Hanshaw, in a few discussions about the bill today, noted that — in tight budget times — one of its main attributes is that it doesn’t call for additional spending.

“We need revenue-neutral solutions to problems or revenue-positive solutions to problems,” said Hanshaw, R-Clay. “This is such a bill.”

In an interview after this morning’s presentation, Hanshaw said the state’s budget crunch gave this broadband bill a better shot than some of the alternatives.

“Notice this is a revenue-neutral bill,” Hanshaw said. “That’s in fact one of the reasons we’re rolling it out now. We have other bills here in both the House and Senate that are not revenue-neutral bills that were on the table for consideration.

“But with the clock ticking on us, it became clear that we probably ought to be looking at options to advance service that didn’t even have the possibility of a financial impact.
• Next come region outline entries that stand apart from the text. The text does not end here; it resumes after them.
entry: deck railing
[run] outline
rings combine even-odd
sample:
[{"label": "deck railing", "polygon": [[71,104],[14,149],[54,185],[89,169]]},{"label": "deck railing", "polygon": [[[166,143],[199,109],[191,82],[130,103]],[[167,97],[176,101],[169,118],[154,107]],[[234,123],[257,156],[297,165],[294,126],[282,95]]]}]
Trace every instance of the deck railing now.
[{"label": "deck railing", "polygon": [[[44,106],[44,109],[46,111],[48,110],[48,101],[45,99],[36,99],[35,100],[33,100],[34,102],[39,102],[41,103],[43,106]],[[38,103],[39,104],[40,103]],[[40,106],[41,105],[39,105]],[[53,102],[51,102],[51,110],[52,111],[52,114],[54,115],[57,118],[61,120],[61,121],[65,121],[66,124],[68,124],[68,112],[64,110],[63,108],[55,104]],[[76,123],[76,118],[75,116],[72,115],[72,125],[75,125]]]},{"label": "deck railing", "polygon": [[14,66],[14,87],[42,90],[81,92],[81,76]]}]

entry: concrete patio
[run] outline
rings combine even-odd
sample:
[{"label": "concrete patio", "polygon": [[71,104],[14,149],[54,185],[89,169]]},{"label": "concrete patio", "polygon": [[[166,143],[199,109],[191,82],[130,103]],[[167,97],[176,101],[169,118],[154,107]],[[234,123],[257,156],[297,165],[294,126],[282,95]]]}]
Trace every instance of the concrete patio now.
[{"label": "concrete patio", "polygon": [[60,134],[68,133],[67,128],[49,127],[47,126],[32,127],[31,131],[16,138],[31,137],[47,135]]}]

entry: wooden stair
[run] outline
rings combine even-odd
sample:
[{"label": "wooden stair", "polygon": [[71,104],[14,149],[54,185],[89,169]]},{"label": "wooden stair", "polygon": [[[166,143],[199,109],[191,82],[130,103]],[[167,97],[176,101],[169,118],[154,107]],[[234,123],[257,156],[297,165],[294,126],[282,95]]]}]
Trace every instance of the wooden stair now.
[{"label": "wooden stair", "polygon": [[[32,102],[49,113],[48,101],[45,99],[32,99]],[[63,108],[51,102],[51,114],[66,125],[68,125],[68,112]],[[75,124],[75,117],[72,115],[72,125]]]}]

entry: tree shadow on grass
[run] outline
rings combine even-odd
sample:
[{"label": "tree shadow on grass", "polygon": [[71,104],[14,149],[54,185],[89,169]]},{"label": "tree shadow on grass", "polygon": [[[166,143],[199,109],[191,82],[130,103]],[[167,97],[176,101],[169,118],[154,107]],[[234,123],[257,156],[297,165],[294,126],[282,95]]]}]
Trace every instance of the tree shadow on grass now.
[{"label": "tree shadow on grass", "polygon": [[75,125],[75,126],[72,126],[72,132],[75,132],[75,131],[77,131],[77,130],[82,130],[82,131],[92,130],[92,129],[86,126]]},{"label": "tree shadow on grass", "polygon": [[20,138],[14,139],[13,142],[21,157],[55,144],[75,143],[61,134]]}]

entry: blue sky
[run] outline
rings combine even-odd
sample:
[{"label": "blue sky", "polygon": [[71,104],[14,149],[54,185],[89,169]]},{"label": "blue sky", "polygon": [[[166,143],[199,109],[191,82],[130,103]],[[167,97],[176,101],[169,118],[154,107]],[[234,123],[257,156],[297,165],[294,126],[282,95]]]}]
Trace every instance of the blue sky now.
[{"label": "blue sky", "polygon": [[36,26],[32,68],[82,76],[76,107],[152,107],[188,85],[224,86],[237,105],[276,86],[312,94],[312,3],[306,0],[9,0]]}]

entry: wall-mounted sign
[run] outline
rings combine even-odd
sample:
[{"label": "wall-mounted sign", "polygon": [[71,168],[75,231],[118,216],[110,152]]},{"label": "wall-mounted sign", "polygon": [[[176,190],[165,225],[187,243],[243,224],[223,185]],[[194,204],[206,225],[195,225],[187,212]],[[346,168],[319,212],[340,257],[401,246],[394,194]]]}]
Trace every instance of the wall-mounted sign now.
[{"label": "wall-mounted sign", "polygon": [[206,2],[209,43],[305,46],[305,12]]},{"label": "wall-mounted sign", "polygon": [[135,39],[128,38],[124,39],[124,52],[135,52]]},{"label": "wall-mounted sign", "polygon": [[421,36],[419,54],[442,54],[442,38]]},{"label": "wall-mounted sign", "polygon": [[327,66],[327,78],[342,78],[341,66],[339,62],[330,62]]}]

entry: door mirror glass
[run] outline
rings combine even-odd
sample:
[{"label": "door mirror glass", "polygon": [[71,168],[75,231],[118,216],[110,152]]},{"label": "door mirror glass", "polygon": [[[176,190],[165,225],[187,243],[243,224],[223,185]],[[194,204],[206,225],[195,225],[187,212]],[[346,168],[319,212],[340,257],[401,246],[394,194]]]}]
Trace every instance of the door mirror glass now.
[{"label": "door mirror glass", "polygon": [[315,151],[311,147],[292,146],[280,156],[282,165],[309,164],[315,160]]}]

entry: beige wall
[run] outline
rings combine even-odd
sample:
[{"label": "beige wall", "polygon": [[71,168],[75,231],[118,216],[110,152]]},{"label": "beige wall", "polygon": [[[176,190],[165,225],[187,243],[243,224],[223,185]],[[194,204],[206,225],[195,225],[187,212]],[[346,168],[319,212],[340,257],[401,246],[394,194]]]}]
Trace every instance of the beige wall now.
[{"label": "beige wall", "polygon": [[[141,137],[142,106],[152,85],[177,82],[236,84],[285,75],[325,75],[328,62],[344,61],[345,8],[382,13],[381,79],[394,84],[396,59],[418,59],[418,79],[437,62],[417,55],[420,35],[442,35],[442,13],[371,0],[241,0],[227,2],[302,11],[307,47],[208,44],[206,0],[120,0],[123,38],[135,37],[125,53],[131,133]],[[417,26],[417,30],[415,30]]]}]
This bill does not.”

Hanshaw, who lives in Wallback, where there is no high-speed Internet, said one of his favorite aspects of the bill would give rural communities greater ability to establish non-profit cooperative associations to promote broadband development.

“From my perspective, it’s the allowance of rural co-ops,” Hanshaw said. “It’s allowing West Virginia to do what other states are already doing, which is to let people form co-ops to provide this service for themselves.”

If communities are enabled to band together to provide the local infrastructure for broadband then that provides an incentive for commercial providers to provide service to that point, Hanshaw said.

“One of the real issues is the current service providers have is the economy of scale issue. They sometimes rightly say ‘Well, we can’t really justify the economic investment of going into a small community. But if that community itself puts together the infrastructure to provide its own service then all it needs is one line out to the main trunk, which the service providers are happy to provide.

“That lets the service providers actually work with the local community on its own terms and that takes away the hurdle of lack of critical mass. The local critical mass has solved it on its own.”

Consumers may best identify with a component of the bill that would prohibit internet service providers from advertising data rates only as an “up to” speed.

Instead, data rates would have to be presented in terms of minimum data speeds.

“That’s not an unimportant part of this bill,” Hanshaw said. “People across the country are making decisions on where to locate a business sometimes based on where they can get service.”

He added, “People are making six-figure investment decisions on no data. An ‘up-to’ number is a meaningless number.”